Connecting the magnitudes of the downstair-steps from the huge numbers of ova produced, immobile yolk-sac prolarva , active postlarval predators (menhaden larvae “…capture their prey by flexing and striking like a snake..”) juveniles and adults various, even changing diets, as to species is difficult and dominated by the usual models which give conflicting results. Some, including managers, stay entirely with the spawning stock size relationship, often blaming all on fishing, despite obvious effects from cold, especially when that polar air comes down which happened in 2021. I guess Russians are more cold experts than us southerners, especially more than our formerly well-respected journals.
The Russians certainly have more experience with cold!
I don’t understand, how does CO2 cause the earth’s rotation to slowdown.?
I have no idea!
Wait for it. Someone will post something about conservation of matter.
CO2 has more mass than O2 or H2O. Therefore it causes the same effect as a figure skater arm extensions.
/sarc
This is just nonsense. Somehow we are meant to believe that a change in the length of the day by one part in 84 million will change the earth’s average temperature 12 years later and that doubling the amount of CO2 in the atmosphere will do nothing at all.
On top of which people here seem to be in the Willis’ ideas about emergent phenomena acting as negative feedback. Yet these feedbacks are apparently so weak that they can’t stop an effect caused by a change as small as altering the length of the day by a millisecond.
I think what Lambeck and Cazenave are proposing is that whatever causes major long-term changes in LOD, such as occurred in 1972, 12-years later causes climate change. They don’t think the change in LOD causes the climate change. I’m skeptical of both ideas. I’m convinced that atmospheric circulation patterns change LOD and that atmospheric circulation patterns cause climate change, but changes in LOD do not cause climate change. Also, given my regression results I doubt the 12-year lag as well.
I added a clarifying sentence after figure 4 to make my conclusions about the proposed 12-year lag more clear. LOD and its relationship to climate change is very poorly understood. Most (including me) think that it is a reaction to something that causes climate change, probably periodic changes to global wind circulation, not that LOD itself affects climate change. As such, it may provide some sort of early warning that climate change will occur in the future, but only because LOD reacts to the real change first and climate later. Personally, I’m a little skeptical of the lag since the statistics of the relationship are the same with and without the lag, although the relationship looks better visually with the lag.
Joseph Fournier quantified how albedo dominates over CO2 – extracts.
“Clouds, Not CO2, Drive Climate: How Orbital Dynamics and Albedo Outshine Greenhouse Gas Myths. Part III of III – Introducing the Orbitally Modulated Planetary Albebo Effect hypothesis.

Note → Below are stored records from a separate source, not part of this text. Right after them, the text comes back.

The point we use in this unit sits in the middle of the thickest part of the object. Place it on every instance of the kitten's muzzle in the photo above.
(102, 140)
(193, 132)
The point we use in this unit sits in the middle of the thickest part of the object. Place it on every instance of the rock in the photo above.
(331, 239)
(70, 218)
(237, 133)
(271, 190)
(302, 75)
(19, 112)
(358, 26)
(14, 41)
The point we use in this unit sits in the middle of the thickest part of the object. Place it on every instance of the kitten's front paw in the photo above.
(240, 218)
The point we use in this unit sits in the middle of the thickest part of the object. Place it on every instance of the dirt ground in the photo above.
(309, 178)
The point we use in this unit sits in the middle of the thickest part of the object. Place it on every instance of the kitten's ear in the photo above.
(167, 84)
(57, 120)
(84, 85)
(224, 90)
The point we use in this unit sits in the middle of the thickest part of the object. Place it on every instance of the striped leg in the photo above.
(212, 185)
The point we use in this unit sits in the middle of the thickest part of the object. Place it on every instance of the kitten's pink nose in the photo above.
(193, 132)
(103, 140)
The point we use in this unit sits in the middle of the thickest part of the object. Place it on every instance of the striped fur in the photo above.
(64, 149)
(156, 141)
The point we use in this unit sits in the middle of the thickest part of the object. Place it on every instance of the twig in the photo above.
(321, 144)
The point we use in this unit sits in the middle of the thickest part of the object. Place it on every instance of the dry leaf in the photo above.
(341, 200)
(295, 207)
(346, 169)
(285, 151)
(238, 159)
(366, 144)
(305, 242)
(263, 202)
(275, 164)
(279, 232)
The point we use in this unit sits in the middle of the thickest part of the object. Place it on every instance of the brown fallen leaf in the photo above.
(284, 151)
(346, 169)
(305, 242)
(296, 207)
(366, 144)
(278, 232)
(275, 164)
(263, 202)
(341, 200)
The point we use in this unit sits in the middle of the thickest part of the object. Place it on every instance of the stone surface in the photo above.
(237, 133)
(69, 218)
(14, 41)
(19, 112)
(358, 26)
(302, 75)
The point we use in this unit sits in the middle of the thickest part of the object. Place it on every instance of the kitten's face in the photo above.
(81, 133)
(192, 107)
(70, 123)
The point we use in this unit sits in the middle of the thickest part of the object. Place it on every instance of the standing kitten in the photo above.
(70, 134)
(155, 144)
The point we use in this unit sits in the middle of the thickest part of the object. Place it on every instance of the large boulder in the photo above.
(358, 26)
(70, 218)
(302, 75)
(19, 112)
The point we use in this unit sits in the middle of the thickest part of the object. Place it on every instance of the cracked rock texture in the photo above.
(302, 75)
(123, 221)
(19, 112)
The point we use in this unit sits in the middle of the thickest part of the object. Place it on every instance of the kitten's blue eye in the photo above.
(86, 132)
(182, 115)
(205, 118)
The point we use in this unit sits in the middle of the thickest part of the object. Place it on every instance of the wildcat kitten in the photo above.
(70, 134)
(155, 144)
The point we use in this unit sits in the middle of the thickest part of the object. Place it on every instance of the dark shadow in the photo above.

Joseph Fournier, Ph.D. Jun 30, 2025
https://josephfournier.substack.com/p/clouds-not-co2-drive-climate-how
“In conclusion, this series challenges the dominant narrative that CO2 drives climate change, emphasizing the Orbitally Modulated Planetary Albedo Effect as a primary climate forcing mechanism. Clouds, modulated by Pacific Walker Circulation and orbital dynamics, exert a far greater influence on global temperatures than CO2, with albedo reductions since 2000 surpassing CO2’s radiative impact since the 18th century.
Ned Nikolov’s 2024 study, supported by CERES data, demonstrates that solar-driven albedo variations account for nearly all recent warming. These findings demand a reevaluation of anthropogenic forcing, highlighting clouds and orbital cycles as critical drivers of Earth’s climate system.”
“Digging into the literature reveals that the Earth’s atmospheric albedo lags the March (Vernal) and September (Autumnal) Equinox (below), which again emphasizes the relationship between changing orbital dynamics and changes in atmospheric albedo. Again, as with the figures above, changes in cloud coverage over the Seasonal Cycle function as a negative feedback to increasing solar insolation and surface temperatures.”
This confirms my speculations over the years that the speed of rotation, which varies, was a factor.